Na manhã seguinte, a porta do meu quarto foi arrombada pela polícia, que me prendeu, acusando-me do homicidio de sete pessoas. -Sete pessoas? Eu nunca matei ninguém. – Barafustei, cheio de confiança. É obvio que os polícias me fixaram com bastante incredulidade. Um deles mostrou-me a chave de grifes que eu conservava debaixo da cama, e que ainda estava suja com sangue. As duas 6/35, também me foram apreendidas, pois permaneciam sob o meu travesseiro, que até deitava um odor a pólvora desconcertante. E, indiscutivelmente, o sangue das vitimas que se conservava nas minhas mãos e nas minhas roupas.

Aleguei que tinha as provas tinham sido forjadas. Descrevi-lhes o individuo que me visitava todas as noites, e que era concerteza o autor daqueles tenebrosos crimes. O comandante, demonstrando grande lucidez, pegou no que me pareceu, um processo policial, e dele libertou uma fotografia.

- É este o individuo que o visita? – Inquiriu ele, exibindo o retrato na direcção dos meus olhos.

-Sim. É este mesmo! – Clamei eu, com um fluxo ávido de alívio, que me ventilou o cérebro que estava quase a rebentar de tanta inquietação.

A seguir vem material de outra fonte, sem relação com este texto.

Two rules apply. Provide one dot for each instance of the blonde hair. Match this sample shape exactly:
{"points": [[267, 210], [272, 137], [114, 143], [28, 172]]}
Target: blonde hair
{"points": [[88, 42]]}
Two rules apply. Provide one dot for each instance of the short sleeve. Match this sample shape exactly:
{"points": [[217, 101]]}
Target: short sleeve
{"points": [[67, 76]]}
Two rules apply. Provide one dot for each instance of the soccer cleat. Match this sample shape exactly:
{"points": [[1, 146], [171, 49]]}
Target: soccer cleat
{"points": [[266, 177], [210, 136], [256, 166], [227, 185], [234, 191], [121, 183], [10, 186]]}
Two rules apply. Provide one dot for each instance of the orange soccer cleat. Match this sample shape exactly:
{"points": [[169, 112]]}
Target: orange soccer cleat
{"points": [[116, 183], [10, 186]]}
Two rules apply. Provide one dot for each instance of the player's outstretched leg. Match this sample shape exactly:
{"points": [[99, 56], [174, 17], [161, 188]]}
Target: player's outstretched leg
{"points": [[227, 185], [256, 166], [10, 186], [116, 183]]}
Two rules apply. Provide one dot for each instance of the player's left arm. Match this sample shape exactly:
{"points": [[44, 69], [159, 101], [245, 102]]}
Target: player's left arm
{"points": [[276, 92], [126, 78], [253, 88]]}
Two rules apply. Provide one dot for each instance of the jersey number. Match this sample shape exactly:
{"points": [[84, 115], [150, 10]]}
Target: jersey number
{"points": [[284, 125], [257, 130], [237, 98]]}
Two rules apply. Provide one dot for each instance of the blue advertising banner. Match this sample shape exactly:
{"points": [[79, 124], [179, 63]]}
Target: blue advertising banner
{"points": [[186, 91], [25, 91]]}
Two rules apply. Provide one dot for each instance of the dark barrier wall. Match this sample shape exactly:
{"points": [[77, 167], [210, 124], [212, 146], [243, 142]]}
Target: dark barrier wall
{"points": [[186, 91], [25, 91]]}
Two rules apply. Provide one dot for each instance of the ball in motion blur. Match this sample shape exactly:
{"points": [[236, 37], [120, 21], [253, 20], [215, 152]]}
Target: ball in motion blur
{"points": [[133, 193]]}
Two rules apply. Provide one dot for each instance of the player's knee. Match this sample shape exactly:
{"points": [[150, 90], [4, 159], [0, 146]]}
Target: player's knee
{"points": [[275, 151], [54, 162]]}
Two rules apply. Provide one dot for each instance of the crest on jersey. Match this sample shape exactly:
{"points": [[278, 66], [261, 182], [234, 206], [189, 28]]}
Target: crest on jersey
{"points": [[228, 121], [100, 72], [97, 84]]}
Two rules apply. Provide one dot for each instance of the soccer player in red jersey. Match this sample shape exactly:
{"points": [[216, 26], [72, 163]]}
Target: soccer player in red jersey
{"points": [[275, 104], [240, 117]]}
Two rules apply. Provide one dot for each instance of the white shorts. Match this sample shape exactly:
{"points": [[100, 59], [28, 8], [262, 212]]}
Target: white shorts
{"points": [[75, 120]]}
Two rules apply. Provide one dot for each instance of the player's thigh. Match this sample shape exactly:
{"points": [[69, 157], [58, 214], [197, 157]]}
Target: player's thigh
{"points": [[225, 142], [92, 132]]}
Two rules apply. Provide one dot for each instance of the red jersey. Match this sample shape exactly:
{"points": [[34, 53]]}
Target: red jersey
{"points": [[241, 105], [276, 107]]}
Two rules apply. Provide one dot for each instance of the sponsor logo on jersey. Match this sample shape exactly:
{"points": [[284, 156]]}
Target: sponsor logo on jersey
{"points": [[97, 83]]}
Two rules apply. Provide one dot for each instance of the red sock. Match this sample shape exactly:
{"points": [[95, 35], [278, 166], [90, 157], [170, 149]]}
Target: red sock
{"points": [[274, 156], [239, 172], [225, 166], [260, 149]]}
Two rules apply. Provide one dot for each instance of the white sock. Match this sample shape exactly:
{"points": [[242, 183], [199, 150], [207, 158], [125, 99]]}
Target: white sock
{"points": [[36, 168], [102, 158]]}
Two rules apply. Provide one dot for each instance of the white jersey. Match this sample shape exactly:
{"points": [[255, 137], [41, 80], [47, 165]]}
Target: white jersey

-Então o senhor confessa ser o autor de todos estes crimes, não é verdade? – Afirmou ele, com grande naturalidade.

-Porquê que havia de confessar? – Inquiri eu, repleto de incredulidade.

Foi quando o Comissário segurou um espelho em frente da minha face, obrigando-me a encarar com o horror a minha outra face demoníaca.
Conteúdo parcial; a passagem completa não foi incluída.